The argument is simple: FRBR describes works as abstract and items as concrete. If all properties of “higher” entities are inherited by “lower” entities then items inherit the property of being abstract, and therefore items will be both abstract and concrete. But nothing is both abstract and concrete - therefore there is no unlimited general property inheritance in FRBR.
They make their point using a symbol set that isn't part of my vocabulary, so I'm taking on faith that they've proven this adequately. I have to say that I tend to consider all aspects of metadata to be abstract in nature, since it is a representation of something else, so their argument doesn't quite work for me.
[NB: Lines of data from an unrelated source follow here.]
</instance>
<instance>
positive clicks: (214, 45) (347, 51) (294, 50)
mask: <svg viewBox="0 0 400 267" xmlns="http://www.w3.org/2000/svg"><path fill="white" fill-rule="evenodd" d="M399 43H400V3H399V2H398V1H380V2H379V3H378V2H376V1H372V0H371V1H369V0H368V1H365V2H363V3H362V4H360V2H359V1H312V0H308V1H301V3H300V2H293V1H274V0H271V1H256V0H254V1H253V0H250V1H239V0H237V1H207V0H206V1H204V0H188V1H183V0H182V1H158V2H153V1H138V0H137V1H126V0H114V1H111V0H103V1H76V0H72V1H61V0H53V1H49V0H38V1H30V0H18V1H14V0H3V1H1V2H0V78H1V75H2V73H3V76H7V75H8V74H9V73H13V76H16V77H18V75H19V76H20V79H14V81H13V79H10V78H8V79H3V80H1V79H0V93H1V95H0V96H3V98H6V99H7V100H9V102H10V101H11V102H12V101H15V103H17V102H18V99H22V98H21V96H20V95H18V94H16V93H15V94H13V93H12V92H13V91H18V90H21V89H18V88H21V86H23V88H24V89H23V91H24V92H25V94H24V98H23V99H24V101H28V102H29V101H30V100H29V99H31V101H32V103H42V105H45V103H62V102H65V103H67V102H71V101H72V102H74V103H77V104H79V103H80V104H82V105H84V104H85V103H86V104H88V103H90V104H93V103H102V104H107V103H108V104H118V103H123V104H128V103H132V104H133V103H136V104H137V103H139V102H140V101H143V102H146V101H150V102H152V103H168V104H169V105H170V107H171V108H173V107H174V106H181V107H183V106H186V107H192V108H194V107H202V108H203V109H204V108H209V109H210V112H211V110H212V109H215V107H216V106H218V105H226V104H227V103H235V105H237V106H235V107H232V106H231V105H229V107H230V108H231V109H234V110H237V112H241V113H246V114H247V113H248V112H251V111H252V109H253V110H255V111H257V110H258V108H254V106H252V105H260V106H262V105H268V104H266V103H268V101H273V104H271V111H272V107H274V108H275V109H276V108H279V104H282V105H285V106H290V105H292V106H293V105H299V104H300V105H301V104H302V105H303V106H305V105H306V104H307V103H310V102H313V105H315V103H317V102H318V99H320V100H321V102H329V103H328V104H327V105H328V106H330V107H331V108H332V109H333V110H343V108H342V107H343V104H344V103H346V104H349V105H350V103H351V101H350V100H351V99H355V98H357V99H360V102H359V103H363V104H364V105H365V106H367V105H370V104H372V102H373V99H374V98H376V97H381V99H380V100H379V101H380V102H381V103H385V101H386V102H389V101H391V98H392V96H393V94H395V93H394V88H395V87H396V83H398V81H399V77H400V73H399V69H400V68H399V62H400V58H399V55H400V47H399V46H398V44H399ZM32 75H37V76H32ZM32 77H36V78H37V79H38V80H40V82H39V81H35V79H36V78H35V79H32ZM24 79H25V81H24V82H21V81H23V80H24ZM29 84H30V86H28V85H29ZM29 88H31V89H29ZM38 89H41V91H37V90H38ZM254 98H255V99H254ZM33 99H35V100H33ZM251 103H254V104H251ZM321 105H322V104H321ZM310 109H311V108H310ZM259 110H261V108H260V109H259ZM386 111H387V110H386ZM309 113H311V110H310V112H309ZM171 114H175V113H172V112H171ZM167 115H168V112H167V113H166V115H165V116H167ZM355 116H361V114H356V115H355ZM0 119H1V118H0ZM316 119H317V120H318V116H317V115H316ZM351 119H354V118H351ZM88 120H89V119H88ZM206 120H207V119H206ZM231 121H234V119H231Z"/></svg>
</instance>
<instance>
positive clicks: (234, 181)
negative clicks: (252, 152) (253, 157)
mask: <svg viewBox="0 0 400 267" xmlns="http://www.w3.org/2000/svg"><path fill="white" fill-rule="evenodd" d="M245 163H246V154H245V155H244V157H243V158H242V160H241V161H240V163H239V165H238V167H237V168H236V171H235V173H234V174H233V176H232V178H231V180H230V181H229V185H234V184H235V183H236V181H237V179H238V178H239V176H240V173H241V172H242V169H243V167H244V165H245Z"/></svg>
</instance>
This brings up for me, however, some larger issues, such as: Do we need a bibliographic concept that we can describe as a formal model? The FRBR model doesn't appear to survive formal analysis (see citations in the article), but does that really matter? I'm not a great fan of formality (at least not compared to some other folks), but it worries me that we are embracing a concept that we may not all understand in the same way. I have twice seen references to the "Work" entity as being "the idea." This strikes me as being horribly wrong, but without something a bit more (pardon the expression) concrete to go on, I don't see how we are going to come out with a definition that we can all agree on. And if we need to jigger the FRBR model a bit to make it work better, what's the mechanism for doing so?

2 comments:

Anonymous said...

I think the only point of a model like FRBR is to wprk toward a situation where we all DO have 'the same idea'. I think 'we' have not, historically--at least not sufficiently enough of the 'same idea' for 21st century inter-operability concerns. I think developing this 'same idea' is the only reason for the FRBR model effort--even if the specifics of the FRBR model aren't exactly right, it is the only effort currently existing to do that. (Well, calling it an 'effort' may be a bit of a stretch, since it isn't really being actively 'developed', but that's another story...)

So if we don't _currently_ all have sufficiently 'the same idea', that's not neccesarily a problem with FRBR, it could be because FRBR hasn't 'caught on' yet. OR, it could be because there's something lacking in FRBR. Hard to say.

Then there's the question of what is "sufficient enough" of 'the same idea'? That's tricky too.

But I agree that I find the particular argument mentioned here rather unconvincing. I feel like they are evaluating FRBR by philosophical criteria that aren't really that relevant to the goals of FRBR. On the other hand, I agree in general that FRBR is probably NOT unambiguous and consistent enough to help us work toward having sufficiently 'the same idea'. FRBR shouldnt' be thought of as 'done', it's a first draft---the problem is that no work is being done to advance it (which would require people starting to figure out how to USE it, to see where the problems are).

Jonathan Rochkind

Anonymous said...

Just a note to clarify that while the particular argument cited is decisive against general unqualified inheritance in FRBR, it is not intended as support for our principal critique of more plausible positions, and we present it mostly as a first step in clarifying the possibilities. As we say in the paper: "It may be objected that this argument is sound but irrelevant as the only properties ever at issue were the attributes ... explicitly specified in FRBR" (which excludes arbitary properties such as "being abstract" or "being a work").

The more plausible position pro inheritance (but still wrong we think) is that it is the attributes (all or some) explicitly identified in FRBR that are inherited by so-called "lower level" entities. We take this position seriously and discuss it at length, but argue that:

(i) it isn't implied by the FRBR model; and

(ii) it isn't needed for any of the reasons most likely to be advanced for holding it: collocation and denormalization.

The first claim can be established by inspecting the ER diagram and scrutinizing the text. The second claim we support by showing how collocation and denormalization are both be achieved naturally within the FRBR model without inheritance.

In addition we also offer a positive argument (from category error) to the conclusion that inheritance of properties such as typeface and language (likely inheritance candidates, on our reading of FRBR expositions), ought not to be allowed.